Xenith IP Group Limited (ASX:XIP) is a small-cap stock with a market capitalization of A$105.57M. While investors primarily focus on the growth potential and competitive landscape of the small-cap companies, they end up ignoring a key aspect, which could be the biggest threat to its existence: its financial health. Why is it important? Assessing first and foremost the financial health is essential, as mismanagement of capital can lead to bankruptcies, which occur at a higher rate for small-caps. Here are a few basic checks that are good enough to have a broad overview of the company’s financial strength. Though, this commentary is still very high-level, so I recommend you dig deeper yourself into XIP here.
Does XIP generate enough cash through operations?
Over the past year, XIP has ramped up its debt from A$4.0M to A$14.9M – this includes both the current and long-term debt. With this rise in debt, XIP’s cash and short-term investments stands at A$3.6M , ready to deploy into the business. On top of this, XIP has generated cash from operations of A$10.3M during the same period of time, resulting in an operating cash to total debt ratio of 69.45%, meaning that XIP’s operating cash is sufficient to cover its debt. This ratio can also be interpreted as a measure of efficiency as an alternative to return on assets.
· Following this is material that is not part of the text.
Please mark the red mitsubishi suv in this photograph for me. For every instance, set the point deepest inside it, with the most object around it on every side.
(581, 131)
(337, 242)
In XIP’s case, it is able to generate 0.69x cash from its debt capital.
Can XIP pay its short-term liabilities?
At the current liabilities level of A$25.4M liabilities, it seems that the business has maintained a safe level of current assets to meet its obligations, with the current ratio last standing at 1.43x. Generally, for professional services companies, this is a reasonable ratio since there’s sufficient cash cushion without leaving too much capital idle or in low-earning investments.
Does XIP face the risk of succumbing to its debt-load?
With a debt-to-equity ratio of 10.43%, XIP’s debt level may be seen as prudent. This range is considered safe as XIP is not taking on too much debt obligation, which can be restrictive and risky for equity-holders. We can check to see whether XIP is able to meet its debt obligations by looking at the net interest coverage ratio. A company generating earnings before interets and tax (EBIT) at least three times its net interest payments is considered financially sound. In XIP’s, case, the ratio of 69.59x suggests that interest is excessively covered, which means that debtors may be willing to loan the company more money, giving XIP ample headroom to grow its debt facilities.